Toronto: May 12, 1987—a sunny, cool day, a good day to mow a lawn. The smell of freshly cut grass all along Russell Hill Road reflects how widespread is my neighbors’ interest in lawnmowing. Mrs. Brocklebank—whose daughter, Heather, is in my Grade 12 English class—took a slightly different approach to her lawn; I found her ripping her dandelions out by their roots.

“You’d better do the same thing,” she said to me. “Pull them out, don’t mow them under.
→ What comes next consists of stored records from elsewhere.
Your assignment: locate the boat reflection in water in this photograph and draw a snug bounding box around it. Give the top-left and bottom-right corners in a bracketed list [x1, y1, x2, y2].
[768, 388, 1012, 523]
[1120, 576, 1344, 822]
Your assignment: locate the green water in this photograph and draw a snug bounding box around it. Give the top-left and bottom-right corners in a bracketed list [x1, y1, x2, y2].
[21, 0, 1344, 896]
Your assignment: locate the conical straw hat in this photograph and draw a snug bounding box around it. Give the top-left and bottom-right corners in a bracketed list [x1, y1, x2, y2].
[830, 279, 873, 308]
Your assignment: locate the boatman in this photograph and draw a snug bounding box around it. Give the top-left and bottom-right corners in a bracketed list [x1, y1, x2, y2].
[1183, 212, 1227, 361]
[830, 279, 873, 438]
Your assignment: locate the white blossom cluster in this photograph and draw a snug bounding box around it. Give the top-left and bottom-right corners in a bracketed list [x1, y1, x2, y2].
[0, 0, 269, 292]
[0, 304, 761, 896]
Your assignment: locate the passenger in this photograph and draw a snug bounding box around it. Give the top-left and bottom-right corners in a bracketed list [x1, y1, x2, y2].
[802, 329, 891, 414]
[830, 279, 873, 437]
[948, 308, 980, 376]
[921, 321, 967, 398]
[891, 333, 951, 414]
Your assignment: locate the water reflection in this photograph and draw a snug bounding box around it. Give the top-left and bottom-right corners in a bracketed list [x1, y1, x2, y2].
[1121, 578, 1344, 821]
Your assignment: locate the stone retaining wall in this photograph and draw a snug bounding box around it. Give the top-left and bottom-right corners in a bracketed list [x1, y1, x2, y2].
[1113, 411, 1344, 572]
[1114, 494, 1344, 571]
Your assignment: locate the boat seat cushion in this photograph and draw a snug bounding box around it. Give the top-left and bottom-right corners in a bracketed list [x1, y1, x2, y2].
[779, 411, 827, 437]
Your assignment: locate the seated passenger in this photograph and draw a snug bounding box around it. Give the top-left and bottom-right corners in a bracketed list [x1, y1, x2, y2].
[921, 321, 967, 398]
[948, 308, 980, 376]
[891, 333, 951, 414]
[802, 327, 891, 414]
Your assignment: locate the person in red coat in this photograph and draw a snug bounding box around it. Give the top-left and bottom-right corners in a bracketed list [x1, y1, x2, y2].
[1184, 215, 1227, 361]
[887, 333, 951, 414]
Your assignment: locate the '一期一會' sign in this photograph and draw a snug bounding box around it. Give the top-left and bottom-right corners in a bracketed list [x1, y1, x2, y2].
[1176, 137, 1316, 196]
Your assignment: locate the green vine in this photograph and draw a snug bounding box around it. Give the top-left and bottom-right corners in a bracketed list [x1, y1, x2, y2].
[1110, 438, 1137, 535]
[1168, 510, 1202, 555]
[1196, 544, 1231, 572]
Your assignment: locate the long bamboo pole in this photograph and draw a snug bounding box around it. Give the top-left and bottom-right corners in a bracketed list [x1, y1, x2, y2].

If you chop them up with the mower, you’ll just make more of them.”

“Like starfish,” I said; I should have known better—it’s never a good idea to introduce Mrs. Brocklebank to a new subject, not unless you have time to kill. If I’d assigned “The Maiden” to Mrs. Brocklebank, she would have gotten everything right—the first time.

“What do you know about starfish?” she asked.

“I grew up on the seacoast,” I reminded her. It is occasionally necessary for me to tell Torontonians of the presence of the Atlantic and Pacific oceans; they tend to think of the Great Lakes as the waters of the world.

“So what about starfish?” Mrs. Brocklebank asked.

“You cut them up, they grow more starfish,” I said.

“Is that in a book?” asked Mrs. Brocklebank. I assured her that it was. I even have a book that describes the life of the starfish, although Owen and I knew not to chop them up long before we read about them; every kid in Gravesend learned all about starfish at the beach at Little Boar’s Head. I remember my mother telling Owen and me not to cut them up; starfish are very destructive, and their powers of reproduction are not encouraged in New Hampshire.

Mrs. Brocklebank is persistent regarding new information; she goes after everything as aggressively as she attacks her dandelions. “I’d like to see that book,” she announced.

And so I began again with what has become a fairly routine labor: discouraging Mrs. Brocklebank from reading another book—I work as hard at discouraging her, and with as little success, as I sometimes labor to encourage those BSS girls to read their assignments.